According to the report, titled “Fast Food, Poverty Wages: The Public Cost of Low-Wage Jobs in the Fast-Food Industry,” 52 percent of the families of front-line fast food workers and 30 percent of the families of retail trade employees are enrolled in one or more public programs, compared to 25 percent of the workforce as a whole.
The fast food and retail sectors, of course, are big employers in Nogales. The largest local employment sector, produce distribution, was not included in the study. But we know that the seasonal nature of produce warehouse work can mean hard times in the off-season for employees, many of whom have to turn to public assistance.
In other words, new economic development and growth are not solutions to poverty in and of themselves, especially if the opportunities they create for poor people are low-wage, non-benefit or seasonal jobs.

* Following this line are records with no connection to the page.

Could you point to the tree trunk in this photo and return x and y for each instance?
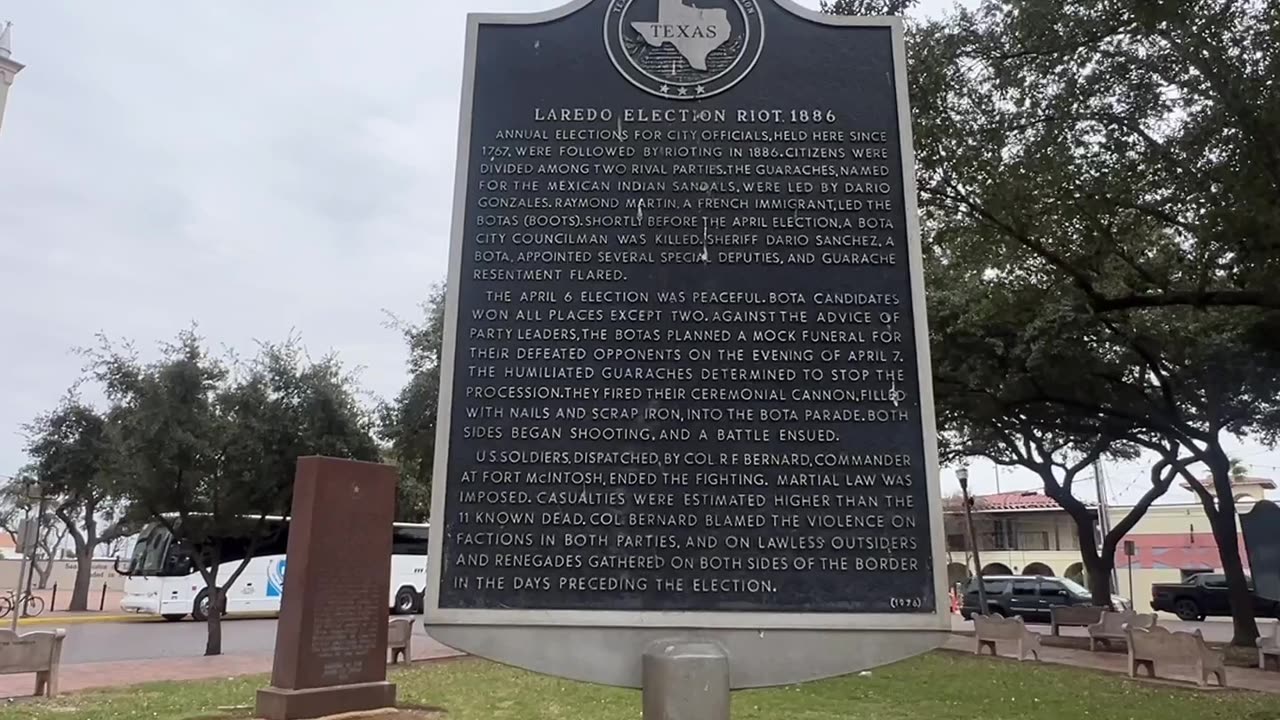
(1226, 534)
(1243, 616)
(44, 566)
(1098, 577)
(83, 577)
(1097, 568)
(214, 643)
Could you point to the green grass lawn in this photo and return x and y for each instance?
(933, 687)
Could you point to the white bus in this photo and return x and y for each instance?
(161, 578)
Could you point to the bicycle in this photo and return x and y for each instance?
(32, 605)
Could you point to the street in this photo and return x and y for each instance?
(104, 642)
(1215, 629)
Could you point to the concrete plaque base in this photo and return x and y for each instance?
(277, 703)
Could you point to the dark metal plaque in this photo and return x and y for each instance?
(1261, 528)
(688, 364)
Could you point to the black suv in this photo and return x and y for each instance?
(1028, 596)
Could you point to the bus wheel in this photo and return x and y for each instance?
(200, 609)
(406, 601)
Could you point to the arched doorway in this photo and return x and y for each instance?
(1075, 573)
(1038, 569)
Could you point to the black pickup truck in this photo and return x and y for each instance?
(1205, 596)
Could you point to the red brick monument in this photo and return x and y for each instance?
(330, 647)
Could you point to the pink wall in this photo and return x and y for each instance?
(1175, 551)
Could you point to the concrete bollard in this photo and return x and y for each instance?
(685, 680)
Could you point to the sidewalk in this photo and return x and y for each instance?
(95, 675)
(1237, 678)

In a recent online commentary for the New York Times, Nobel laureate in economics Joseph E. Stiglitz wrote about growing wealth inequality around the world (“Inequality is a choice,” Oct. 13). Countries such as Chile, Turkey and Hungary have managed to significantly reduce income inequality, he wrote, “suggesting that inequality is a product of political and not merely macroeconomic forces.”
Stiglitz also singled out the United States for having “some of the worst disparities in incomes and opportunities, with devastating macroeconomic consequences,” citing figures showing that 95 percent of all income gains since 2009 have gone to the top 1 percent. “The typical American man makes less than he did 45 years ago (after adjusting for inflation); men who graduated from high school but don’t have four-year college degrees make almost 40 percent less than they did four decades ago,” he wrote.
Stiglitz sees a world divided not only by inequality, “but also between those countries that do nothing about it, and those that do.”
At the community level, people should take a hard look at issues of equality, especially when preparing for growth. In the case of Nogales, we should ask whether economic activity spurred by the upgraded commercial port of entry will simply bring more opportunity for the haves and more of the same for the have-nots, or if it will help lift people out of poverty and working poverty.
The expansion of the local community college and University of Arizona branch is certainly a step in the right direction, since a skilled workforce will make the area more attractive to employers with good-paying, benefits-eligible jobs. Efforts to attract so-called “value-added manufacturing” to town are helpful as well, especially if it means better opportunities for low-skill workers.
But what else can we do? Could the port authority serve as a mentor organization for aspiring small business owners, and help identify new port-related entrepreneurial opportunities for people who want to get a foot in the door? And could that effort operate in tandem with outreach from local development-minded NGOs to connect aspiring entrepreneurs with microcredit programs? Meanwhile, could the city and county team up with the community college to create a local small business advisory center?
If, to paraphrase Stiglitz, our community wants to be among those that do something about inequality, the problem of poverty should be a key component in the discussion of local economic growth. At the very least, it’s worthy of a study session or two at the city and county governments.